The shop, now called S&P, has returned. Photo: Janice Chung

Eisenberg’s is open again, although it is not Eisenberg’s. Manhattan’s most famous sandwich counter has been christened S&P by its new owners, Eric Finkelstein and Matt Ross. (The duo behind Court Street Grocers and HiHi Room.) The name — a tribute to the space’s original original owners — is just about the only thing that’s different, though. The long bar and its circular stools are still there, and the tile floor that’s had countless gallons of coffee and chicken soup spilled onto it looks the same. Even the details that are new feel like they’ve been here forever, like a big silver coffee urn and an autographed picture of the late Gilbert Gottfried, which Finklestein and Ross found on eBay.

The curation is faultless; this is not the same restaurant, but it feels the same in many important ways.
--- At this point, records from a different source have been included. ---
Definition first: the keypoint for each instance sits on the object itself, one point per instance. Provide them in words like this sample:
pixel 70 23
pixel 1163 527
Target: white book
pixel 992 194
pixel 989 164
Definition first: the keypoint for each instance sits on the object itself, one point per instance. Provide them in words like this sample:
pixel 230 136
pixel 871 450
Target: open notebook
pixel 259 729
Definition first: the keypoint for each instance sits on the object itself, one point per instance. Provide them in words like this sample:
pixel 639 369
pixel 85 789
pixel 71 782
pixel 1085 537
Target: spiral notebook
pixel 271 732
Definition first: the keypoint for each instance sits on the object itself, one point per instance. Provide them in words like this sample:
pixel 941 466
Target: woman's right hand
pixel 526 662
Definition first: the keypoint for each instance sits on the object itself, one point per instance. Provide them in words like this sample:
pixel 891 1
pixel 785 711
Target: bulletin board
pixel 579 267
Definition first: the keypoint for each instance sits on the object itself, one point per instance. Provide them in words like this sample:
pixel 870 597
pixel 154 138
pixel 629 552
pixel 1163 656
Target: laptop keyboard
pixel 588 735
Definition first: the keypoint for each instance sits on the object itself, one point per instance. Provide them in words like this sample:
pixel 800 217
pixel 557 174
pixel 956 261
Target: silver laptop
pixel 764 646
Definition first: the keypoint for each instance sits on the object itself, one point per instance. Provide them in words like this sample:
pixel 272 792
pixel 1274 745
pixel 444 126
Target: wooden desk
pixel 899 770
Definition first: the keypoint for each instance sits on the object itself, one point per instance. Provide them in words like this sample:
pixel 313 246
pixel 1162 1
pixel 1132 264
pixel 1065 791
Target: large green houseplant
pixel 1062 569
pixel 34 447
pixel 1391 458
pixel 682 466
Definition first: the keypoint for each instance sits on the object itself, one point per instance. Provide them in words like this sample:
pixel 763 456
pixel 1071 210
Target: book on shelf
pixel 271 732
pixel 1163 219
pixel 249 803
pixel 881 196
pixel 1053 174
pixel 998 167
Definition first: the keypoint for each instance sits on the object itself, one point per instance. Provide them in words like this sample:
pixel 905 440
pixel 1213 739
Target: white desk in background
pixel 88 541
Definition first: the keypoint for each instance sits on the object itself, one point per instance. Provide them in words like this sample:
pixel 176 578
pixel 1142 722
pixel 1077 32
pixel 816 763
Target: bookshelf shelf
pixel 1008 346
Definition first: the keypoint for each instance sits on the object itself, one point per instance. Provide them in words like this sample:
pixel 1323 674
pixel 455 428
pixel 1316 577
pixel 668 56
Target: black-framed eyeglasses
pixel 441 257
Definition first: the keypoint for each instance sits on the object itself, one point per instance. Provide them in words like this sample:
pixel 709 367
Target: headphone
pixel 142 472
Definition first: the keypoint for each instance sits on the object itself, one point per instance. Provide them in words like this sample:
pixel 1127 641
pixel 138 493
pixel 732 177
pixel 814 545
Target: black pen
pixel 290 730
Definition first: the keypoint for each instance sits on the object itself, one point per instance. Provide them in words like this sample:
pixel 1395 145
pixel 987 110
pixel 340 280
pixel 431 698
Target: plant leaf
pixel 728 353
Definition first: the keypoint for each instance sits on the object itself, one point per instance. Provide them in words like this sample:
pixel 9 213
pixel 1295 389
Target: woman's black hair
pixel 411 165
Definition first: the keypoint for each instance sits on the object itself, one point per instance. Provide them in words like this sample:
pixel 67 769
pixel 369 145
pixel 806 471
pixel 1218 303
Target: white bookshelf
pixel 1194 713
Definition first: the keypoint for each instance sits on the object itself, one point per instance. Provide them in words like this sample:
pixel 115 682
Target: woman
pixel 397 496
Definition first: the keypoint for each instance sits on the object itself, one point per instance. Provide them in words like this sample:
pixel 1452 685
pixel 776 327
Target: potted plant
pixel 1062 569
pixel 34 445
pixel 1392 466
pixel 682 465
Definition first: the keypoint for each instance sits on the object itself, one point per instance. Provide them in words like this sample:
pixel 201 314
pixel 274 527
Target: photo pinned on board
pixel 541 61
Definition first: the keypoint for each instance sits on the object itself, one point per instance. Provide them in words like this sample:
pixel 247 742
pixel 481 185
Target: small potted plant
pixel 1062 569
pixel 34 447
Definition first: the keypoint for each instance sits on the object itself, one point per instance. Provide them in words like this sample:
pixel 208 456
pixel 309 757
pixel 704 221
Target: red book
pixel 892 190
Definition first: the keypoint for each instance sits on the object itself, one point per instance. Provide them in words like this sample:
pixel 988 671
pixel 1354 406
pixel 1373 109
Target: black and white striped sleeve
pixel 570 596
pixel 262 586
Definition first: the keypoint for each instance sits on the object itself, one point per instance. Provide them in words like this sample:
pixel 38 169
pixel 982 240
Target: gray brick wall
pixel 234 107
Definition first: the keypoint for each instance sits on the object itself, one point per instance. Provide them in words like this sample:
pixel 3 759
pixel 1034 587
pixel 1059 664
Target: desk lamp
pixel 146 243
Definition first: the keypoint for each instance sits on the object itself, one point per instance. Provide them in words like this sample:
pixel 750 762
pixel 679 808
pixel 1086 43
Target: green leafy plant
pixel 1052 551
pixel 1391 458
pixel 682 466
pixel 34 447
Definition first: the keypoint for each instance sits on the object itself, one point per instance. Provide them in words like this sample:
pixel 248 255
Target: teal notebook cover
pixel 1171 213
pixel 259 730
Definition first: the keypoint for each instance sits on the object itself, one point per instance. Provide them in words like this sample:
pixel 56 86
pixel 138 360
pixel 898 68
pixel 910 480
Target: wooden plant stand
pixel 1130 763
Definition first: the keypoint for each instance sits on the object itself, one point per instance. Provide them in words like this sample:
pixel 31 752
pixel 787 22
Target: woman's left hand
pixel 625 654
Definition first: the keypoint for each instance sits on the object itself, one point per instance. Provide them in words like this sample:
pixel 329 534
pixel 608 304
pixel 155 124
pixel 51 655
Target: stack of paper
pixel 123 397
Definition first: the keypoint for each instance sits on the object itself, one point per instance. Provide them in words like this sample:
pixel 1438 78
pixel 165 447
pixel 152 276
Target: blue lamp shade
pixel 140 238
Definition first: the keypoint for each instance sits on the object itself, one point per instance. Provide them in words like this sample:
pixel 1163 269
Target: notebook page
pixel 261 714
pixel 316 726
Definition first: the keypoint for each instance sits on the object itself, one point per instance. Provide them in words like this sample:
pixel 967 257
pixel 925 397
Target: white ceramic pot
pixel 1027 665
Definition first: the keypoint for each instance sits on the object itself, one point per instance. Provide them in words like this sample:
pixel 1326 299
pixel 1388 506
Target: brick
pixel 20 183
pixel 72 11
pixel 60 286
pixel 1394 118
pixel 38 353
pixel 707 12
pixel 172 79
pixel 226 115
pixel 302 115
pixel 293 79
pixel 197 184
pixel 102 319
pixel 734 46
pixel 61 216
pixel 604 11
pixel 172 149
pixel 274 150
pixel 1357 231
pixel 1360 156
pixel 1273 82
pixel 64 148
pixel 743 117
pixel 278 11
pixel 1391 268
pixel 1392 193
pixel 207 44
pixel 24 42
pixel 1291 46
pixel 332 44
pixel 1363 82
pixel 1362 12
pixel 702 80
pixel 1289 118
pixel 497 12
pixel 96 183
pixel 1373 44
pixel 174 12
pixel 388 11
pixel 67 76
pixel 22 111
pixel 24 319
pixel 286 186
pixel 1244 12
Part of the credit for that goes to the team the new owners assembled to help out. “After we signed the lease, we put a sign in the front window asking old customers what they liked from before and what they wanted to see,” Ross says. Responses rolled in, and a group of highly specific New York City luminaries came aboard. The filmmaker Josh Safdie became something of a “creative director,” helping to figure out which little touches would make the space feel like its most authentic self. The new logo was designed by the late Kenny Shopsin’s daughter, Tamara, and her husband, Jason Fulford. And Nicholas Braun (a.k.a. Cousin Greg, a.k.a. a co-owner of Ray’s on the Lower East Side) signed on as an investor, at one point stopping in with his dad, Craig Braun, the famed graphic designer responsible for, among other things, the Rolling Stones tongue logo and the Velvet Underground’s banana-adorned album cover.

Turkey sandwiches!

And familiar vibes!

Photographs by Janice Chung

Does that mean the food has changed? Not really. Chef Dan Ross-Leutwyler has no intention of transforming the menu into another version of Court Street Grocers. Instead, there’s beef — corned, roast, salami — that’s best enjoyed on rye. There’s egg salad and Greek salad. There are plates of eggs for the morning, plus a BEC and a LEO, of course, as well as a new creation named the Li’l Shonda, which combines scrambled eggs, pastrami, muenster cheese, and pickled tomatoes. You can get a cheeseburger or an egg cream, if you want. And soup, just like you remember: borscht, matzo ball, mushroom barley, and split pea. Something called the Big Soup is new, but as it’s filled with matzo ball, kreplach, flanken, and noodles, it would make any bubbe happy.

A couple of weeks before opening, people were already wandering in every few minutes to get a peek and ask if they could order a tuna melt. (“Not yet,” the owners politely replied, “but soon.) Another interested party stopping in check out S&P was Jeremiah Moss. The author and Vanishing New York blogger has written extensively about what he considers “fauxstalgia,” places like “Minetta Tavern, Carbone, and others that capitalize on the city’s bohemian and working-class history.” Moss was willing to withhold his verdict on S&P until it is officially up and running — September 28, after this current soft-opening period — but he’s optimistic that the new version of the old place will “always welcome the riffraff,” he says. “And I hope that includes me.”